Add a new CLI group:

  • fp data update-fred
  • --model-dir (default FM)
  • --out-dir (required)
  • --end (required in MVP, YYYY.Q)
  • --variables (optional list)
  • --replace-history (bool, default false)
  • --extend-sample (bool, default false)
  • --allow-carry-forward (bool, default false)
  • --patch-fminput-smpl-endpoints (bool, default false)
  • --keyboard-augment (list[str], optional, repeatable)
  • --cache-dir (optional override; default ~/.fp-wraptr/fred-cache)
  • --start-date/--end-date passthrough (optional)
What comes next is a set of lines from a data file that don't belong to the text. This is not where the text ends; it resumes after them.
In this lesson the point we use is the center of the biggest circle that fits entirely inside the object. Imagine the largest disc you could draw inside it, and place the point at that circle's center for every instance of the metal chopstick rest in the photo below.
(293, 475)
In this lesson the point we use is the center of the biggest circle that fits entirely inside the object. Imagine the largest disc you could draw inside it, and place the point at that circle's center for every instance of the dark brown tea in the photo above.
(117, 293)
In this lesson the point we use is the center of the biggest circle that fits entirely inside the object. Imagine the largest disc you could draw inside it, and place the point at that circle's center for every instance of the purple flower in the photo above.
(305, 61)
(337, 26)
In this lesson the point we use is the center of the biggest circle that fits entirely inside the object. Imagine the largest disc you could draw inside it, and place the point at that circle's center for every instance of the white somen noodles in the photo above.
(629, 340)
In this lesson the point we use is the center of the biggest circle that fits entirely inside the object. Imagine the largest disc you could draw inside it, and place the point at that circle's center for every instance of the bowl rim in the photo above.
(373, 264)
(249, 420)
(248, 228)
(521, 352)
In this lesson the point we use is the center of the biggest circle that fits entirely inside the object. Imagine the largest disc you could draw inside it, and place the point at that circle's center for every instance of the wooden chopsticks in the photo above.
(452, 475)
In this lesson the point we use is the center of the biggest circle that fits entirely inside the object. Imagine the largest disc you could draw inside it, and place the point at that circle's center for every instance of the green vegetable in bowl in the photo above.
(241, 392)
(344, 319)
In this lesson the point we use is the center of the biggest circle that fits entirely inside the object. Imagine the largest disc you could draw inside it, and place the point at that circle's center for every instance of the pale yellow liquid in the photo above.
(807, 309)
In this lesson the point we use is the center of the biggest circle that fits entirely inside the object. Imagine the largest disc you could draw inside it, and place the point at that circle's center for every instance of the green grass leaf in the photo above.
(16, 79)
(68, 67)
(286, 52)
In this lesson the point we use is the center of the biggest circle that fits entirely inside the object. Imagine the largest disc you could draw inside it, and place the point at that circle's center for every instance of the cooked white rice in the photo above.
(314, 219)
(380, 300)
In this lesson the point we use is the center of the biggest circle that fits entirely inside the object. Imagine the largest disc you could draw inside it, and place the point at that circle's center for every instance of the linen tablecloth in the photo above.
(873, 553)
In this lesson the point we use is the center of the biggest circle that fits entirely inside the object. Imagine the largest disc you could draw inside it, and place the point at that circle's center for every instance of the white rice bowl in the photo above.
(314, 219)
  • fp data check-fred-mapping

  • quickly compares last N quarters of fmdata.txt vs normalized FRED to find obvious unit mismatches
  • suggests scale factors (0.001/0.01/0.1/10/100/1000) when patterns are clear

Output layout:

artifacts/model_updates/2026-03-02/
  FM/
    fmdata.txt   # updated
    fmage.txt    # copied from base (MVP)
    fmexog.txt   # copied from base
    fminput.txt  # copied from base
  data_update_report.json
  fred_observations.csv   # optional (Milestone 2)

Tests (Minimum)

  • tests/test_data_update_fred_normalize.py
  • monthly -> quarterly mean
  • quarterly -> quarterly identity
  • FP period string mapping correctness
  • tests/test_fmdata_writer_roundtrip.py
  • writer output parses with parse_fm_data_text
  • preserves value counts for a small synthetic sample
  • tests/test_cli_data_update_fred.py
  • dry-run mode (optional) validates arguments
  • missing API key fails with clear message

Risks / Open Questions

  • Units and conventions: some FP variables may not be stored in the same units as a naive FRED mapping implies. Source-map must be treated as authoritative, and any per-variable transform must be explicit.
  • Annual series: must define disaggregation rules before supporting frequency: A.
  • Revisions: FRED series revise historical values; default should avoid rewriting history unless requested.